Langhorne developed a distinctive economic style that acted
as the response half of a call-and-response with singer/songwriters'
vocals, often using rapid triplets of notes. The style arose
partly as the result of a childhood accident in which he lost
some fingers, which limited the range of techniques he could
master to some extent, forcing him to concentrate on the accompanist
role. When folk-rock came in, Langhorne used an acoustic guitar
with a pickup, running it through a Fender Twin Reverb amp that
he borrowed from guitarist (and fellow multi-instrumentalist)
Sandy Bull. Influenced by Roebuck Staples of the Staple Singers,
he would set up a tremolo effect in time with the song. The result
was a sound, both acoustic and electric in color, well-suited
to the period in which rock and folk music were combining.

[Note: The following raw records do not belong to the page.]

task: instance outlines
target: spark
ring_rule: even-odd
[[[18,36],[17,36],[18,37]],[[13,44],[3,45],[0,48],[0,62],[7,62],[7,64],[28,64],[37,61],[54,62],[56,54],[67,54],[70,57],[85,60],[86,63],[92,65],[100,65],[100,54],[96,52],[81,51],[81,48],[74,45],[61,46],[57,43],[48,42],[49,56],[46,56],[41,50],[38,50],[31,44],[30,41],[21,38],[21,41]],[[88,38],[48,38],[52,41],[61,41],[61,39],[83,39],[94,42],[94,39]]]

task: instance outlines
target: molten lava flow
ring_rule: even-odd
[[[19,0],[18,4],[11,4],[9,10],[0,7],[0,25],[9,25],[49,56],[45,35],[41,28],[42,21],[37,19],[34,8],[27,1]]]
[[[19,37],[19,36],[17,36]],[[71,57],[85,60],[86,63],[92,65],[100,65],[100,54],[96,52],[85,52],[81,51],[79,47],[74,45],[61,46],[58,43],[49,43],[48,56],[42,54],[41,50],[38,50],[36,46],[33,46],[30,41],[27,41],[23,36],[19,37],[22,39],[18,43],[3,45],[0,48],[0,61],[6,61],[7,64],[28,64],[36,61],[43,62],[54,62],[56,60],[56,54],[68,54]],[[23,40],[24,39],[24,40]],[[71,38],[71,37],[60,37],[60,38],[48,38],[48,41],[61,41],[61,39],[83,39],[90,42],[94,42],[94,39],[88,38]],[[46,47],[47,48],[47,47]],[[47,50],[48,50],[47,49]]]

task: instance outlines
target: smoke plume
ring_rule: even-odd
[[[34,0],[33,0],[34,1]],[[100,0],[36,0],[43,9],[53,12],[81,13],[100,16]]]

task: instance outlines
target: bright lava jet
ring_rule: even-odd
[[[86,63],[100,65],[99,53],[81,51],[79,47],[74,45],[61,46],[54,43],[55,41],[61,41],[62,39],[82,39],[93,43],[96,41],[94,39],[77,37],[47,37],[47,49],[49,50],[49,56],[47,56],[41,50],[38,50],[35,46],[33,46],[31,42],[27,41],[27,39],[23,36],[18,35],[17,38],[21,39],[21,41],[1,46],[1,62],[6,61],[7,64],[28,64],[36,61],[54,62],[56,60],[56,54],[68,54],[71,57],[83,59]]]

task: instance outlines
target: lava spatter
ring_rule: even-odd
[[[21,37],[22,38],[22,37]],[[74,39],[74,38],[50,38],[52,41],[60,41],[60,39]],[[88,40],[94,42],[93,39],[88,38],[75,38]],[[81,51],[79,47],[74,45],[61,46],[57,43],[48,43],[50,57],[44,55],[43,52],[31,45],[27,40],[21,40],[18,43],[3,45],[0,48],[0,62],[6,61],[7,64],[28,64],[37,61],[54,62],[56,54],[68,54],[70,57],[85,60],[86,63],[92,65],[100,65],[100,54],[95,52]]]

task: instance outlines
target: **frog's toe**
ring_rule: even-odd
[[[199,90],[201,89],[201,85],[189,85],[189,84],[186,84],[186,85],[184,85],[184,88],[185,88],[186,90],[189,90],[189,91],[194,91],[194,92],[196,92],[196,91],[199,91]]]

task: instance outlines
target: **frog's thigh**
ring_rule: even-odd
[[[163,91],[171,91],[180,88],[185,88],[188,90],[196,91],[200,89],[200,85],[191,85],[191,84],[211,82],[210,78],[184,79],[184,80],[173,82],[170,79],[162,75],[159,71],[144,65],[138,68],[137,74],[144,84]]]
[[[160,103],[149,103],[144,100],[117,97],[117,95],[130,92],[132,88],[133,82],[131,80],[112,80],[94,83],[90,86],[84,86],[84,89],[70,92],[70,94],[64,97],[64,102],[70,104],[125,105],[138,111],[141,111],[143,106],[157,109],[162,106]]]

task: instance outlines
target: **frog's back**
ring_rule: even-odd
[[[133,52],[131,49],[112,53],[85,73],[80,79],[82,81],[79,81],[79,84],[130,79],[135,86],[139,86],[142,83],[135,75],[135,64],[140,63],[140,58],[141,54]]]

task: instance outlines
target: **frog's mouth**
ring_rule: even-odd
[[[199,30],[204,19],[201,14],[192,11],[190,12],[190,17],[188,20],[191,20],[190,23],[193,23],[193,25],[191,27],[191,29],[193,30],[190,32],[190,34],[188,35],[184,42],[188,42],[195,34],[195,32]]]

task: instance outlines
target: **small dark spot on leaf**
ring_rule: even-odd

Langhorne became a part of the New York folk scene in the
early '60s, where he started out as an accompanist to folk singer
Brother John Sellers, who worked as an MC at Gerde's Folk City
club. As a result of his constant exposure at the club, he began
sitting in with numerous Greenwich Village musicians and finding
work as an accompanist both live and in the studio. One of his
first recording sessions was for Carolyn Hester's first Columbia
album in 1961, a session which also included a then-unsigned
Bob Dylan on harmonica. Langhorne then played on the few tracks
and outtakes from Dylan's second album to use accompanists, 1963's
The Freewheelin' Bob Dylan, including the obscure non-LP rock
single "Mixed Up Confusion."
Langhorne's biggest fame comes from just a few days of
sessions in early 1965, for Dylan's Bringing It All Back Home
album. Langhorne is heard throughout that LP, coming especially
to the fore on "She Belongs to Me," "Love Minus
Zero/No Limit," and "Mr. Tambourine Man." As spelled
out in the liner notes to Dylan's box set Biograph, Langhorne
is Mr. Tambourine Man. In the track commentary, Dylan is quoted
as follows: "'Mr. Tambourine Man," I think, was inspired
by Bruce Langhorne. Bruce was playing guitar with me on a bunch
of the early records. On one session, (producer) Tom Wilson had
asked him to play tambourine. And he had this gigantic tambourine.
It was like, really big. It was as big as a wagon-wheel. He was
playing, and this vision of him playing this tambourine just
stuck in my mind. He was one of those characters...he was like
that. I don't know if I've ever told him that." For all
the impression Langhorne apparently made on Dylan, he didn't
record with him again (other than on the soundtrack of Pat Garrett
& Billy the Kid), though he did play live with him at least
once, for a 1965 appearance on Les Crane's television show.
Langhorne was much more than an interesting footnote in
Dylan's career, though. In the mid- to late '60s he was in the
studio all of the time, adding particularly important contributions
to the two Vanguard albums by Richard & Mimi Fariña.
He made other notable appearances on Tom Rush's first electric
album, Take a Little Walk With Me; John Sebastian's first album;
Joan Baez's Farewell, Angelina; and numerous other LPs. He also
produced Ramblin' Jack Elliott's first major-label album, 1968's
Young Brigham. By the early '70s his session work was becoming
less frequent, though he continued over the next few decades
to work in soundtracks, as a live accompanist, and co-running
a recording studio with Morgan Cavett.